Contrast this approach to the way that the London Underground refurbishment has been contracted out to two infrastructure companies, Metronet and Tube Lines under the complicated . Projects are undertaken by the private companies for London Underground which is still publicly owned, but the interface between the two is a constant source of acrimony.
The original idea was, in a way, the same as with T5. Conventional contracts, notably the Jubilee Line Extension, had led to massive cost overruns and therefore it would be better to hand over the management of the project as well as the work itself, to private companies, who would then be best suited to deal with the work flow efficiently. But under the Tube PPP, the contractors have a vested interest, as with conventional contracts, to do as little work as possible knowing they will still receive a guaranteed income under the arrangement. Moreover, the process has exacerbated the blame culture with claims and counterclaims flying back and forth.
Of course, the PPP contracts are supposed to be performance based but it has proved impossible to calibrate the performance in relation to the real cost for the contractors.
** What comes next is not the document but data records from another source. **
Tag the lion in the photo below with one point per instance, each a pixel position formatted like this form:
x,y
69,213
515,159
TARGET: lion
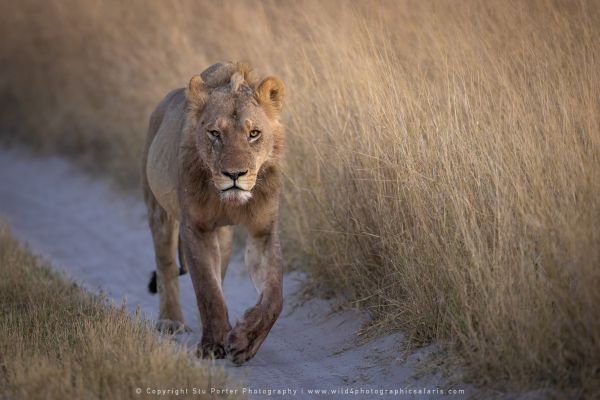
x,y
212,159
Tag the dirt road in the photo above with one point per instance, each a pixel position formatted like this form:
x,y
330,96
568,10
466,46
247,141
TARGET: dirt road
x,y
101,239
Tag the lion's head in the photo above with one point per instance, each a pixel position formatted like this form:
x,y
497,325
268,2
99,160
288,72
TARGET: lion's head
x,y
235,121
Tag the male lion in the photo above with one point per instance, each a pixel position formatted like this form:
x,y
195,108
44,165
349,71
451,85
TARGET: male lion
x,y
212,160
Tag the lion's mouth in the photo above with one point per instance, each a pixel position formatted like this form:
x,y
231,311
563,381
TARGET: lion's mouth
x,y
235,195
233,187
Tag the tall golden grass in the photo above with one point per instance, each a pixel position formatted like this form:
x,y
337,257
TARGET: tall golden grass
x,y
59,342
443,157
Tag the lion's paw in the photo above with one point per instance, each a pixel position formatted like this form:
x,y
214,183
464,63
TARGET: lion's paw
x,y
171,327
240,345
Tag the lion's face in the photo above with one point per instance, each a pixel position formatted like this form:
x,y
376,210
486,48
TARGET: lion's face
x,y
236,133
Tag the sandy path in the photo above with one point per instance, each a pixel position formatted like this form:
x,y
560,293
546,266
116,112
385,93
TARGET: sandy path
x,y
101,239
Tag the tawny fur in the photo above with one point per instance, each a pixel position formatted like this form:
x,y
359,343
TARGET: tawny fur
x,y
212,160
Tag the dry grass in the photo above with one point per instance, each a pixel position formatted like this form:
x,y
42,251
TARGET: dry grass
x,y
443,163
59,342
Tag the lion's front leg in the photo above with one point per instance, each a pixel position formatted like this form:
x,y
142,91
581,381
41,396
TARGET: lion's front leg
x,y
263,259
201,250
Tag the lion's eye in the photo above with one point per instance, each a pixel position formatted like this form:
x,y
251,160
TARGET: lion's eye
x,y
254,133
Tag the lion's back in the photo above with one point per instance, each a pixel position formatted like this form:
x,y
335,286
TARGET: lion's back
x,y
163,139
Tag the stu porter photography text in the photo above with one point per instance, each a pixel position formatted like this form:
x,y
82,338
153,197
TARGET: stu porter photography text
x,y
276,392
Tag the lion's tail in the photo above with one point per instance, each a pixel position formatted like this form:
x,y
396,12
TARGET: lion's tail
x,y
152,285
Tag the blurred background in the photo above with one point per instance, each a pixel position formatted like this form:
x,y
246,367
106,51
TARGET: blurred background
x,y
443,158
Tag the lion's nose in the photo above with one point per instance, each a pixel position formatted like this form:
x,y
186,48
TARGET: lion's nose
x,y
234,174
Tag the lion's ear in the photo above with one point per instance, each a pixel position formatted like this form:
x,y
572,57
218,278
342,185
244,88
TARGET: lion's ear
x,y
270,94
195,92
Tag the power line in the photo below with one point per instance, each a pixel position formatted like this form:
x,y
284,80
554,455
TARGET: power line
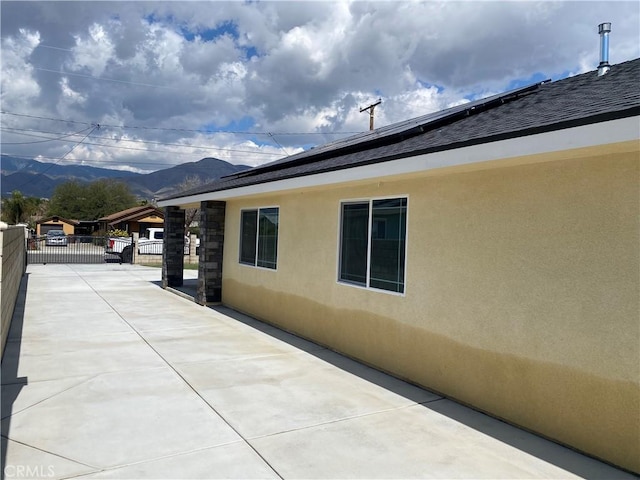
x,y
105,125
94,128
40,141
19,131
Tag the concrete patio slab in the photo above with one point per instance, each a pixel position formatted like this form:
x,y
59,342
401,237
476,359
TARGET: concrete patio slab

There has been a series of engineering overruns that have delayed passengers which clearly demonstrates the penalties to the contractors are not sufficient in deterring them from such behaviour. Although notionally the risk has been passed to contractors, in effect it always lands up with London Underground which is seen by the public as being responsible for delays anyway. The advantage of the BAA contract is that there is no pretence that the risk has been passed on and, consequently, the suppliers charge less.
BAA’s approach is, in a way, the antithesis of PFI. Instead of trying to buy expertise from outside and assuming that the contractors will bear risks, which are often ill-defined, instead it accepts that ultimately its own reputation is at stake and that therefore it may as well assume the risk. There is the not inconsiderable advantage that, so far, there has been no recourse to lawyers with any of the suppliers.
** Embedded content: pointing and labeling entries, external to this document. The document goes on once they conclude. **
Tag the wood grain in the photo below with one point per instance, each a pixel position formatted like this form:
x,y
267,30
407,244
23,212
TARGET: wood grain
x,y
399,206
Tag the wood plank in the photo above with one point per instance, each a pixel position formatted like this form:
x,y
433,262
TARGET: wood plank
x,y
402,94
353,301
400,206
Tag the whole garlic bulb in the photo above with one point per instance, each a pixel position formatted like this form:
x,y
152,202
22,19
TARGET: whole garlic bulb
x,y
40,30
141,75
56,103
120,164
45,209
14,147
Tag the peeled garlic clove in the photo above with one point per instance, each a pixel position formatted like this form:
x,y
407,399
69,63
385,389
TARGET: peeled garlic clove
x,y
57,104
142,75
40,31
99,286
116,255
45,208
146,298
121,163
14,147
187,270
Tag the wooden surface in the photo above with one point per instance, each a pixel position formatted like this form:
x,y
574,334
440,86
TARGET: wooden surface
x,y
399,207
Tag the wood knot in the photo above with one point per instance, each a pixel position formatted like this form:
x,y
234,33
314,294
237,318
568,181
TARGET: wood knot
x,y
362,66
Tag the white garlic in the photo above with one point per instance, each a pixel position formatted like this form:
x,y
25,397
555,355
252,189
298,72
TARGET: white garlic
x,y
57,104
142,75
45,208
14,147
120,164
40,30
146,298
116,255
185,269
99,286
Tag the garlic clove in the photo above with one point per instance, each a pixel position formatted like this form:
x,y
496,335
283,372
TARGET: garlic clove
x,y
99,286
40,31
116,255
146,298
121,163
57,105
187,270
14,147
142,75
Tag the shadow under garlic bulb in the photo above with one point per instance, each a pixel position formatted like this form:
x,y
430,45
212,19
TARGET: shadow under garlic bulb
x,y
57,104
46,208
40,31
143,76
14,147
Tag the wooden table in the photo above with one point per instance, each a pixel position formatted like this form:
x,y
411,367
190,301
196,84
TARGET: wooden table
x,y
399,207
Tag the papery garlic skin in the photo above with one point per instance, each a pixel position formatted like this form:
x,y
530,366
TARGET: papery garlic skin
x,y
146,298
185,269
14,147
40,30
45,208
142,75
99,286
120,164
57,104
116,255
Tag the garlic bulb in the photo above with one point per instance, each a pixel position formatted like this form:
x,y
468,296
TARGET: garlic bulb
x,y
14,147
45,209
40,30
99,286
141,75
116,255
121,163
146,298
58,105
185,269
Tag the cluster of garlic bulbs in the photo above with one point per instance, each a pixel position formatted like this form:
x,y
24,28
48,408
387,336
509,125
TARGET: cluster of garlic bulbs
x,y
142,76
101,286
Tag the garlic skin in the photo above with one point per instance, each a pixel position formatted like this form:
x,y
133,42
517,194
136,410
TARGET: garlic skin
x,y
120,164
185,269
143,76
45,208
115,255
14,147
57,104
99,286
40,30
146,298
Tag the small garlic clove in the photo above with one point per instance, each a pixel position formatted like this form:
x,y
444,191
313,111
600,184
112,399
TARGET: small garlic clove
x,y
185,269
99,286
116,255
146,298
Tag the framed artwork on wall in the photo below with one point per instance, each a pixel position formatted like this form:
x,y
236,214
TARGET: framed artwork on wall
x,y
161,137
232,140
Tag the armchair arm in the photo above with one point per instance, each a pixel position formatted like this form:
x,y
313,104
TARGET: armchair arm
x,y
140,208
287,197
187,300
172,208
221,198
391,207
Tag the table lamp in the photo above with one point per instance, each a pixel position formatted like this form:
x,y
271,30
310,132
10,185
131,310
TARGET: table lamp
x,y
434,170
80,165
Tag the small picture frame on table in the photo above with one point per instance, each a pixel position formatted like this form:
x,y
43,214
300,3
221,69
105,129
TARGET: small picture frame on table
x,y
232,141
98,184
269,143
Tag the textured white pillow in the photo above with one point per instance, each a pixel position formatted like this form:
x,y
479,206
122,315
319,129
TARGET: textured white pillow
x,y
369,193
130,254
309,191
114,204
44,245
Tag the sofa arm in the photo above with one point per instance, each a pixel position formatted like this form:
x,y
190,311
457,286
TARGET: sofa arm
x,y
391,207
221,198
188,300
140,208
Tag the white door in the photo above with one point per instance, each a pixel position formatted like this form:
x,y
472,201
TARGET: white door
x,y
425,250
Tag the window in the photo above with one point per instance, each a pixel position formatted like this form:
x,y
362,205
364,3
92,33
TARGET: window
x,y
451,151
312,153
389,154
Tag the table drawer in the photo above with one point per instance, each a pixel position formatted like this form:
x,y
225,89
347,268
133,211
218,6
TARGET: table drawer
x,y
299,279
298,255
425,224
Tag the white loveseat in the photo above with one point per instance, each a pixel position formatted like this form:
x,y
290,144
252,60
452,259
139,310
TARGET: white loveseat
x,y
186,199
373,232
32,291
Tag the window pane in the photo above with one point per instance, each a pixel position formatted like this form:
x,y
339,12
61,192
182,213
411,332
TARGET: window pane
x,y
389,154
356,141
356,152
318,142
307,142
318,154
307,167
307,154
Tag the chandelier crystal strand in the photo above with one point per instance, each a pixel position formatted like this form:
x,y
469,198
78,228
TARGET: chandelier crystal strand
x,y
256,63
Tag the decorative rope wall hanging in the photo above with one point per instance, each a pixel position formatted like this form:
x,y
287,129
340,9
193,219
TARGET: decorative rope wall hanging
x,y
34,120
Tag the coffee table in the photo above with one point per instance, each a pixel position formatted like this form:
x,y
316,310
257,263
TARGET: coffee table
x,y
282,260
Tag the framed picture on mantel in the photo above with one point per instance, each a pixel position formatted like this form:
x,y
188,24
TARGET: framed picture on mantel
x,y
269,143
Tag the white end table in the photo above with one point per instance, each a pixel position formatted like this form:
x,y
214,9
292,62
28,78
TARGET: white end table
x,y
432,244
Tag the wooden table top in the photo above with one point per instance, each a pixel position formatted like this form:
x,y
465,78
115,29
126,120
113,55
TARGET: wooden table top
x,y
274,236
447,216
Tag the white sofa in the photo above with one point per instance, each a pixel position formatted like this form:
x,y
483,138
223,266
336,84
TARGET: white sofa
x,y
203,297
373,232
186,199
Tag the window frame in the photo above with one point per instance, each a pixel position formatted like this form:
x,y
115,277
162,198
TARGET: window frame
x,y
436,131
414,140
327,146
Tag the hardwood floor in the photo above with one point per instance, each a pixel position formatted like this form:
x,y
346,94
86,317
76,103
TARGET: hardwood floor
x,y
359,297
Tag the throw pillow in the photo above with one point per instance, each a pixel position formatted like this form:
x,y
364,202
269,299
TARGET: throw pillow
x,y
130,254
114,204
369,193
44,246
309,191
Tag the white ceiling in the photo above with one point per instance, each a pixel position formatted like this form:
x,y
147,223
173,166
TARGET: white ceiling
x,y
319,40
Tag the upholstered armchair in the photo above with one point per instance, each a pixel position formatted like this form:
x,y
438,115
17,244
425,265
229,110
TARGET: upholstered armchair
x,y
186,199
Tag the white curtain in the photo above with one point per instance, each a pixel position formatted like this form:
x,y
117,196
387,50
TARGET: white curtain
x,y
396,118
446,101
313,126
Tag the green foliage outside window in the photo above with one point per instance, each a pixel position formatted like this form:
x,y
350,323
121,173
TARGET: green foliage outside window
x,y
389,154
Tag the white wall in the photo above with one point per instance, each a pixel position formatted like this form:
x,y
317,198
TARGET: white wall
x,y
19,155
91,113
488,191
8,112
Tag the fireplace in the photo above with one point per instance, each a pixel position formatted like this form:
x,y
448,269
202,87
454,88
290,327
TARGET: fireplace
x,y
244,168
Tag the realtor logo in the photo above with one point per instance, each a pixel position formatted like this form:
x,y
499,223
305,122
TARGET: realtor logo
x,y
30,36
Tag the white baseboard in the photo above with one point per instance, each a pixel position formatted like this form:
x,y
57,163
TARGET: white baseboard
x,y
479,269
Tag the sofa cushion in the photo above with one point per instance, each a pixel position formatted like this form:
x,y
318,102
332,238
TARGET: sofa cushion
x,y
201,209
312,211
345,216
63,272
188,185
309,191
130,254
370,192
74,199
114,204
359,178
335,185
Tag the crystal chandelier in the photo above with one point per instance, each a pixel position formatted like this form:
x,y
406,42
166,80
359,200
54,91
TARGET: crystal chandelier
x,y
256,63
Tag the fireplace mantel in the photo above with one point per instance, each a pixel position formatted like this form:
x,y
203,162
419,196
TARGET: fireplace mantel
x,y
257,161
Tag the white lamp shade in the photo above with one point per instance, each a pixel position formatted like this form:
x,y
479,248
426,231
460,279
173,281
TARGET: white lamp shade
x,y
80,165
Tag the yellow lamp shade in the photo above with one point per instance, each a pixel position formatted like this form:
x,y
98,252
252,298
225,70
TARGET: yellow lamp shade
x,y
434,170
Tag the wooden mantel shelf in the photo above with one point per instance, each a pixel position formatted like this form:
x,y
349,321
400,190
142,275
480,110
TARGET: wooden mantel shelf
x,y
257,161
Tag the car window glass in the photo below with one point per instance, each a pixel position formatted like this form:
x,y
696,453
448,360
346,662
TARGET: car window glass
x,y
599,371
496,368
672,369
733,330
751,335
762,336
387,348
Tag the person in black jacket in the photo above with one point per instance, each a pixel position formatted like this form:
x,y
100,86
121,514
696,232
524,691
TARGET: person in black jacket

There are, then, major lessons to be learnt from the T5 project for the public sector. BAA, itself, has also found it a learning process. Mathew Riley admits that the company underestimated the number of managers that would be needed to ensure the project proceeded quickly: ‘A couple of years ago, we had just 60 people out on the site working with the various contractors to ensure that everything was progressing smoothly. Now we have three times that number, and it may well still not be enough.’
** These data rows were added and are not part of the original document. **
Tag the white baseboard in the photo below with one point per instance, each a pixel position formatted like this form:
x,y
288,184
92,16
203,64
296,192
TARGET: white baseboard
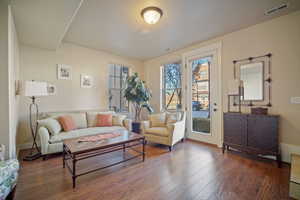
x,y
287,150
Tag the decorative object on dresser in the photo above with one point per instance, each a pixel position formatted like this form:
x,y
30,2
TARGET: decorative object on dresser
x,y
255,72
259,111
295,177
34,89
255,134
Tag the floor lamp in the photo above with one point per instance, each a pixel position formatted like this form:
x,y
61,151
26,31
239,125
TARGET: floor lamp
x,y
34,89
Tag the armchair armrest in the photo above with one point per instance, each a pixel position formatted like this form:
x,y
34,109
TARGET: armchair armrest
x,y
44,138
144,125
128,124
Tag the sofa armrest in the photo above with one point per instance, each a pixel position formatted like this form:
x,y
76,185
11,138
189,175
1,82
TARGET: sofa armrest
x,y
44,138
144,125
128,124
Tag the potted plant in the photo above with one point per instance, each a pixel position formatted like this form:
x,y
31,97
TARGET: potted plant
x,y
138,95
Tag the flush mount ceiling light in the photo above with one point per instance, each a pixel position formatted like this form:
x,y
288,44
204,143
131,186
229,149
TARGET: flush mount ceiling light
x,y
151,14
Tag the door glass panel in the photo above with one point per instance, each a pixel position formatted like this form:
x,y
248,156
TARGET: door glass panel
x,y
201,95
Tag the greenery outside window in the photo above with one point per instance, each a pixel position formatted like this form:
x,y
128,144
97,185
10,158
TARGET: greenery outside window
x,y
116,86
171,86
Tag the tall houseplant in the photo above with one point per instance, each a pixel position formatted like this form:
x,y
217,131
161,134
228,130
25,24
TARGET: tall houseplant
x,y
138,95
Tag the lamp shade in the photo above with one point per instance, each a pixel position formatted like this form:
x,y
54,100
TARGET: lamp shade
x,y
34,89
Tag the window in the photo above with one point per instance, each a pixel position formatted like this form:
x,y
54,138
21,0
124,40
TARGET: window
x,y
117,79
171,86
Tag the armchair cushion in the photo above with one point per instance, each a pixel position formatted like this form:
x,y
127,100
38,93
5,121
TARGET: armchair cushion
x,y
159,131
158,120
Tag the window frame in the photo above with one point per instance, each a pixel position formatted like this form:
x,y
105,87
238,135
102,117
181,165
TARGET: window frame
x,y
164,88
112,87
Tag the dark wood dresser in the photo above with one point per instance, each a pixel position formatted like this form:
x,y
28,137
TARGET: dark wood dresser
x,y
255,134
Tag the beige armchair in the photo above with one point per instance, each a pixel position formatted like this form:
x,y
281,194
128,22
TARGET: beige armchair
x,y
165,128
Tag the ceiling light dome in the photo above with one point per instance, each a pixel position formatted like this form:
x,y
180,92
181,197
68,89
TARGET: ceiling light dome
x,y
151,14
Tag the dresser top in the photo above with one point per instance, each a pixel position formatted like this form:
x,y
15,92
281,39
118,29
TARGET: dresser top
x,y
237,113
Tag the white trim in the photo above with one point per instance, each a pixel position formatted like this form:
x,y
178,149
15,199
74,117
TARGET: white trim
x,y
215,48
69,24
287,150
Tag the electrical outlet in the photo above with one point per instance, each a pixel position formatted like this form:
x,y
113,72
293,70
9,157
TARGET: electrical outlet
x,y
295,100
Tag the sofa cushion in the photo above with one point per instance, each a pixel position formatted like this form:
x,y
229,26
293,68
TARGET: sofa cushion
x,y
104,120
8,176
118,120
67,123
158,120
92,117
159,131
83,132
79,118
51,124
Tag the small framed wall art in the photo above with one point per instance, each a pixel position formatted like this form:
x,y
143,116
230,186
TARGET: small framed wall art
x,y
64,72
86,81
51,89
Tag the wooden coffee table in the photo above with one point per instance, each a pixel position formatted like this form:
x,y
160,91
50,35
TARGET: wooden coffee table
x,y
74,151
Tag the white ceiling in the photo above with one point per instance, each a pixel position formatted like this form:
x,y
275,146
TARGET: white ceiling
x,y
116,26
43,23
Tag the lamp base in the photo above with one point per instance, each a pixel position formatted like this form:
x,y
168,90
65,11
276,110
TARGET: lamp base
x,y
32,157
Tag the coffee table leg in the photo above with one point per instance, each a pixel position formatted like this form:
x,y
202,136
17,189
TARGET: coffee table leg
x,y
64,154
74,172
143,150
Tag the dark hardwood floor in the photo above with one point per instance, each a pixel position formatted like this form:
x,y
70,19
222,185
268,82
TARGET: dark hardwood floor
x,y
191,171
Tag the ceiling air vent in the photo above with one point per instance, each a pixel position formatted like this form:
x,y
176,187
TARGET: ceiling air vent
x,y
277,9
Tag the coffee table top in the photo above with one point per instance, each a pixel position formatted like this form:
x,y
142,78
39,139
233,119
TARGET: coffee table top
x,y
77,147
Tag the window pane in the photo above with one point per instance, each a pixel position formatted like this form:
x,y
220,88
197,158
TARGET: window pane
x,y
200,95
117,79
172,86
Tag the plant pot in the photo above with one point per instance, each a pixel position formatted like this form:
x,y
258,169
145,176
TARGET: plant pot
x,y
136,127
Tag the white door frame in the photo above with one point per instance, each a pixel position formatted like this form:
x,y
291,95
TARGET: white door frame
x,y
214,49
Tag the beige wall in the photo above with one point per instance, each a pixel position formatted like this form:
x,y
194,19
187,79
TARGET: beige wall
x,y
40,64
4,119
281,37
13,63
9,65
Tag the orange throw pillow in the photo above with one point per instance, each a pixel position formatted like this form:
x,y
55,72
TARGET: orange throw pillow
x,y
104,120
67,123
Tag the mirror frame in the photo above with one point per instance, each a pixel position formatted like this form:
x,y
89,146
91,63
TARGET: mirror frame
x,y
266,61
238,71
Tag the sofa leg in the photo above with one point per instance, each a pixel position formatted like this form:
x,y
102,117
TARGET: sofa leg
x,y
11,195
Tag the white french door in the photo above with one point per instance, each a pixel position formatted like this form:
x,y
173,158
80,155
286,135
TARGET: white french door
x,y
203,97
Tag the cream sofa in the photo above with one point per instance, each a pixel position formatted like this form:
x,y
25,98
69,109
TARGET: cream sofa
x,y
165,128
51,134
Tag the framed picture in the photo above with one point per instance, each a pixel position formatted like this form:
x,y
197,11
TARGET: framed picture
x,y
51,89
64,72
86,81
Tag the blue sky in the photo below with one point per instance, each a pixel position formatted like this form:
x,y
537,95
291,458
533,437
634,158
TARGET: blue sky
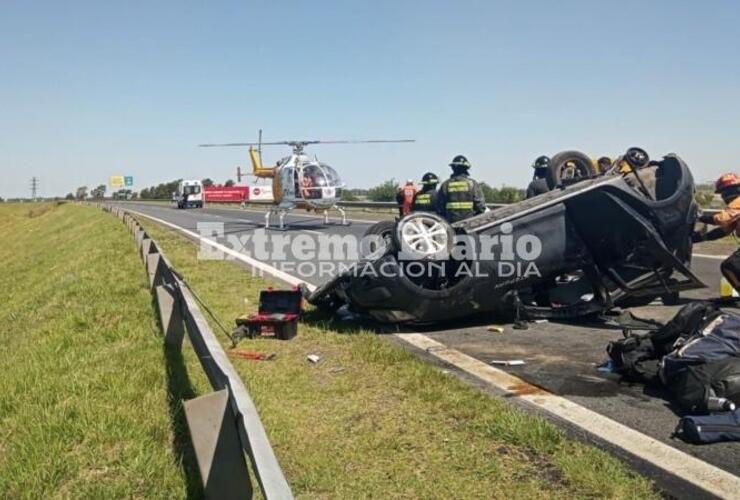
x,y
93,89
In terms of safety, the approach has undoubtedly proved effective, with no one killed on the site, a good record for such a large project. In terms of progress and finance, the project, which is 55 per cent complete, remains, according to Riley, ‘on time and on budget’. If that is the case when the terminal opens at 4 am on 31 March 2008 – a time and date determined by the changeover to summer schedules and recorded by a countdown clock in the project team’s reception area – then the T5 agreement may well become the norm for major projects.